Les autorités roumaines doivent veiller à ce que les enquêtes sur ces allégations soient approfondies, impartiales et indépendantes afin d’identifier toute infraction et de faire en sorte que toutes les personnes ayant commis des violations des droits humains soient traduites en justice et amenées à rendre compte de leurs actes. S’il y a suffisamment de preuves, les personnes soupçonnées de responsabilité pénale doivent faire l’objet de poursuites dans le cadre de procédures conformes aux normes internationales d’équité des procès.

Amnesty International est préoccupée par la décision des autorités de faire mener ces enquêtes par le tribunal militaire. Au titre des normes internationales, les juridictions militaires doivent se limiter au jugement de militaires pour des infractions à la discipline militaire, et ne devraient pas pouvoir s’occuper d’infractions au droit international ou d’autres violations des droits humains.

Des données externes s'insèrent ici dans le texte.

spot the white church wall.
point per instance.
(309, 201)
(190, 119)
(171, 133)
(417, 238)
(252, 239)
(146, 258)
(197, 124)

Amnesty International appelle les autorités roumaines à prendre les mesures nécessaires pour que les enquêtes sur les allégations de recours injustifié et excessif à la force durant les manifestations du 10 août soient menées par les autorités civiles de manière approfondie, impartiale et indépendante. De plus, les autorités doivent respecter et protéger le droit de réunion pacifique et veiller à ce que les personnes puissent exprimer leurs avis et opinions de manière pacifique. Alors que les mouvements de protestation se poursuivent à Bucarest, les autorités roumaines doivent s’assurer que toutes les forces de sécurité chargées du maintien de l’ordre lors des manifestations respectent à tout moment le droit international relatif aux droits humains et les normes internationales en la matière, notamment les Principes de base sur le recours à la force et l’utilisation des armes à feu par les responsables de l’application des lois.